I love how this book offers detailed instructions for important techniques to master and then, step-by-step, walks you through dozens of projects from beginner, to intermediate, to advanced. The newer glycerin soaps add a lot of potential that I didn’t have when I was young, and I found the beautifully designed book easy to follow with generous and helpful photographs throughout. It’s an excellent guide for any skill level from the master behind the Mizutama.Soap YouTube channel. My favorites are the flowers, I’m hoping to get good enough to give them as gifts!
This fun crafting book includes a large set of origami papers yet is mostly an in-depth origami book, that is well designed, engagingly written, and printed in a super high quality style for a paper back(!). The clever and innovative projects, besides from being super cute, are fun to make and not-too-difficult, either. The book starts with a helpful guide for beginners, and then offers a series of projects, which include: boxes, puffy five-pointed stars, “water balloons,” “tea bags,” little envelopes, love knots, scoops, bracelets, bookmarks, and hearts.
I really love the adorable miniature renditions of other objects, such as the sushi, bento boxes, cacti, swirling ice cream cones, flowers, and many more. The projects are a delight for all ages — my daughter made matching friendship bracelets for her and her sister, which are just darling! I think that this book would be a great gift for any age.
This easily accessible book for all ages offers (actually, many more than) 62 different animal designs using a clear and easy approach, and would be a help to cartoonists, illustrators, and everyday doodlers, too. The basic approach starts with simple outlines to which one adds details and fills in with fur, feathers, and more. They are cute but I think this novel, intuitive artistic approach is a truly helpful guide and should instill confidence in less experienced illustrators, by pointedly eschewing the more complex/bewildering draw-basic-shapes-then-transform-them-into-what-you’re-actually-drawing approach.

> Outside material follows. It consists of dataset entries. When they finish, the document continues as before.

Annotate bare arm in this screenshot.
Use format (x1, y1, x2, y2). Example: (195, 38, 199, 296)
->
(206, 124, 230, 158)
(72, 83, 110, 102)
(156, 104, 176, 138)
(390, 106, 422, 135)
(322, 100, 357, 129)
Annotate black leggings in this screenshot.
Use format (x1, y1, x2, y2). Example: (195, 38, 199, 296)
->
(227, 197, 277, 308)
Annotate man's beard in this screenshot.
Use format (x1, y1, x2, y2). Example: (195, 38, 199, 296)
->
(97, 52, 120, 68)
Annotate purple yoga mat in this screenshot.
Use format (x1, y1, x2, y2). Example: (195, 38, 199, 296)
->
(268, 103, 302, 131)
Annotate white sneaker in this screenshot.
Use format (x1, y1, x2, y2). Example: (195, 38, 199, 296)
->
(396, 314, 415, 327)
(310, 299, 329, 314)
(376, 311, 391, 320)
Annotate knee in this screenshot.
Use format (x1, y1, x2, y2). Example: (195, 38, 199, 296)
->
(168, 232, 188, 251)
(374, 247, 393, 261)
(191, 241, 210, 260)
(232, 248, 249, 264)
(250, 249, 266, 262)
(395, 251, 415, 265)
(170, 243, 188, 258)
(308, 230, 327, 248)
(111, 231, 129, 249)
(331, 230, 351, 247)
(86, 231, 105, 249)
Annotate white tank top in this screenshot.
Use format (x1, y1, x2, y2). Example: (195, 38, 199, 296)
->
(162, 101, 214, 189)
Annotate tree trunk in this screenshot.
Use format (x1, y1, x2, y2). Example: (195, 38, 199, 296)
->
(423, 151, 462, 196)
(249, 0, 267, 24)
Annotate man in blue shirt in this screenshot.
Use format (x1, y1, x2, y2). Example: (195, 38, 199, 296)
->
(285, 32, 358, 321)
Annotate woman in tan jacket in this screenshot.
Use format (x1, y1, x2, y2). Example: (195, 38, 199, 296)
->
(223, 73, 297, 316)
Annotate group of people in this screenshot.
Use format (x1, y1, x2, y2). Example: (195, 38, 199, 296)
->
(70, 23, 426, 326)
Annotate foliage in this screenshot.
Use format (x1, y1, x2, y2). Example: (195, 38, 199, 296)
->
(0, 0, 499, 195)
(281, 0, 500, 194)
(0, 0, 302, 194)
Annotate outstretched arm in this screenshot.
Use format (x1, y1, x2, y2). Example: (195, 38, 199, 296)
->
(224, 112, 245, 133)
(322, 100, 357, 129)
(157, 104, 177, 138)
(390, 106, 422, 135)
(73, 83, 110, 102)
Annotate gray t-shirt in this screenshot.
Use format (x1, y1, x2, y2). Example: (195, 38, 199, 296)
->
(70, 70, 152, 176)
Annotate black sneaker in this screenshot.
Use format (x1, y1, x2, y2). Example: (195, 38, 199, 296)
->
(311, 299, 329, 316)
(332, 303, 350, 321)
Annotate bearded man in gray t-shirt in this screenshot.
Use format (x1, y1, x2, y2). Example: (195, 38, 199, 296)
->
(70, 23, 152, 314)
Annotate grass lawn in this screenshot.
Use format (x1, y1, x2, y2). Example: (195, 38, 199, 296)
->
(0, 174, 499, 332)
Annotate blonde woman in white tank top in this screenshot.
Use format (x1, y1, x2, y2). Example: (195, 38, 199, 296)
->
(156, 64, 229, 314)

Think more Klee, or later Picasso, than, say, Durer or Da Vinci. Each spread offers a step-by-step approach for one of the 62 animal designs, yet also offers the same animal in a number of other poses which can then be attempted using the same, intuitive approach. The book is well bound and printed, primarily in black and white, with colored accents on each page. Especially if the goal is to help instill artistic confidence in your child, student, or yourself, this is a safe bet and is super fun for all ages!
As a professional designer and teacher, I’ve noticed that kids (especially girls) have become more and more interested in chibi-style design. I see their doodles of cute characters, well, literally everywhere, as they try to emulate this charmingly cute Asian style of animation, which is sort of a baby-sized, extra cute version of anime characters (e.g., more “Teen Titan Go” than the more traditionally animated “Teen Titans”). So this is a book that I am sure will be much desired by many a budding artist/doodler/everyone.
It really is a sort of course on the whole concept with step-by-step instructions for a wide variety of characters, along with what I think is kind of a ground-breaking overview of the basics of chibi design — including body and facial proportions, “traditional” facial-feature designs, as well crucial details that raise the bar on your illustrations from beginner to pro, such as wrinkles the clothing, uncooperative hair, etc. Pointing out the specific differences between realistic, anime, and chibi designs is really helpful.